Lavender instantly burst into tears.
"It's always the way--always the way! It was too good to be true. We
might have known that it was. She'll choose me, and Hannah will go
without me. We'd planned every day--fishing, and bathing, and making
hay, and I shall be mewed up in a close carriage, and have meals of
nuts--and n-n-nobody to talk to. Oh, I can't--I can't bear it! I wish I
could die and be buried--I cannot bear it--"
"You won't have to bear it. She'll choose me. I'm the eldest, and the
most of a companion." Clemence spoke with the calmness of despair,
her plump cheeks whitening visibly, her pale eyes showing a flush of
red around the lids. "Of course, if it's my duty, I must go--but I'd as
soon be sent to prison! I'm feeling very tired, and thought the holiday
would set me up. Now, of course, I shall be worse. Eight weeks alone
with Aunt Maria would try anybody's nerves. I shall be a wreck all
winter, and have neuralgia till I'm nearly mad."
"Nonsense, darling! If you are so tired, the rest and quiet of The
Towers will be just what you need; and as we don't know yet which one
of you Aunt Maria will wish as a companion, it is a pity for you all to
make yourselves miserable at once. Why not try to forget, and hope for
the best! Surely that would be the wiser plan."
The three girls looked at each other in eloquent silence. Easy to talk.

Forget, indeed. As if they could! Mother didn't really believe what she
said. She was making the best of it, and there were occasions when
making the best of it seemed just the most aggravating thing one could
do.
It was a relief to the girls when Mrs Garnett was summoned from the
room on household business, and they were left to themselves. A
craving for sympathy was the predominant sensation, and prompted the
suggestion, "Let's wire to the Vernons," which was followed by a
stampede upstairs. The telegraph was a sufficiently new institution to
appear a pleasure rather than a toil, even though a message thus
dispatched was an infinitely longer and more laborious effort than a run
round the terrace, so to-day a leaf was torn from the note-book, a
dramatic announcement penned and placed in the hanging-bag, with its
jingling bell of warning, and the three girls took it in turns to pull at the
cord till the missive arrived at its destination. Attracted by the sound of
the bell, Vi and plain Hannah stood at the window awaiting the
communication, read over its contents, and stood silent and dismayed.
The Garnetts, watching from afar, realised the dramatic nature of that
pause, and thrilled in sympathy.
"One of us is going to be sent to prison instead of to the country!"

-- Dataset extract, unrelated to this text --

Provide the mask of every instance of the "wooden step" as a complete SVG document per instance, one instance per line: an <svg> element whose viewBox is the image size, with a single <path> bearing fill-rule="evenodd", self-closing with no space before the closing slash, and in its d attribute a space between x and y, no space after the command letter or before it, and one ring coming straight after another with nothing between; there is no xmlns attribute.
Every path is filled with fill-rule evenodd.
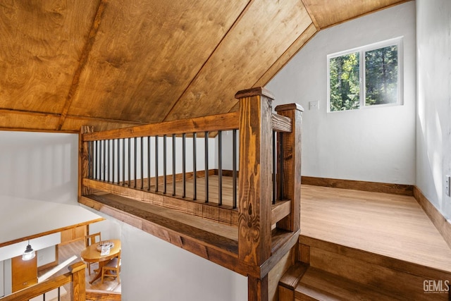
<svg viewBox="0 0 451 301"><path fill-rule="evenodd" d="M416 276L421 281L425 279L451 281L451 274L445 270L305 235L299 236L299 247L301 261L330 273L340 273L340 276L347 276L347 272L355 274L359 271L364 274L377 270L381 275L405 273ZM330 262L335 262L335 264L329 265ZM357 266L359 266L359 269L357 269ZM364 281L364 278L359 278L359 280Z"/></svg>
<svg viewBox="0 0 451 301"><path fill-rule="evenodd" d="M309 266L296 287L295 300L391 301L412 299Z"/></svg>
<svg viewBox="0 0 451 301"><path fill-rule="evenodd" d="M448 300L444 271L303 235L299 244L310 266L296 300Z"/></svg>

"Prison!" Vi and plain Hannah wagged their heads over the cipher,
hesitated long, pencil in hand, and, finally, in a frenzy of impatience,
which refused to be curbed even by loyalty to the telegraph itself,
dispatched an urgent summons to speech--
"Come round and talk!"
The Garnetts flew. The Vernons, waiting upon the doorstep, escorted
them upstairs to the scantily furnished room which had first been a
nursery, then promoted to playroom, and, ultimately, when the more
juvenile name wounded the susceptibilities of its inmates, had become
definitely and proudly "the study." The bureau in the corner was Dan's
special property, and might not be touched by so much as a finger-tip.

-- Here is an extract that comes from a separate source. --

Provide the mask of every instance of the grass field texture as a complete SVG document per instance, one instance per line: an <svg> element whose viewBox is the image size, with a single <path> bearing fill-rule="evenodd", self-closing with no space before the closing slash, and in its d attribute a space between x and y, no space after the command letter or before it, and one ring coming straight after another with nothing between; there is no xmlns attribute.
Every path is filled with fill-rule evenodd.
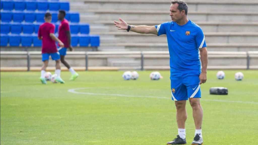
<svg viewBox="0 0 258 145"><path fill-rule="evenodd" d="M242 81L235 80L239 71ZM47 85L39 72L1 72L1 144L166 144L177 134L176 110L170 72L159 72L164 78L157 81L150 71L129 81L122 71L79 72L74 81L63 72L65 83ZM204 144L258 144L258 71L225 71L222 80L217 72L208 71L201 85ZM229 95L209 95L215 86L228 88ZM187 107L189 145L195 128Z"/></svg>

The oak table with three sound legs and a halting fourth, supported by
an ancient volume of Good Words, was Vi's property; John and plain

Hannah shared the dining-table, covered with the shabby green baize
cloth, which stood in the centre of the room. There were a variety of
uncomfortable chairs, an ink-splashed drugget, and red walls covered
with pictures which had been banished from other rooms as they
acquired the requisite stage of decrepitude and grime.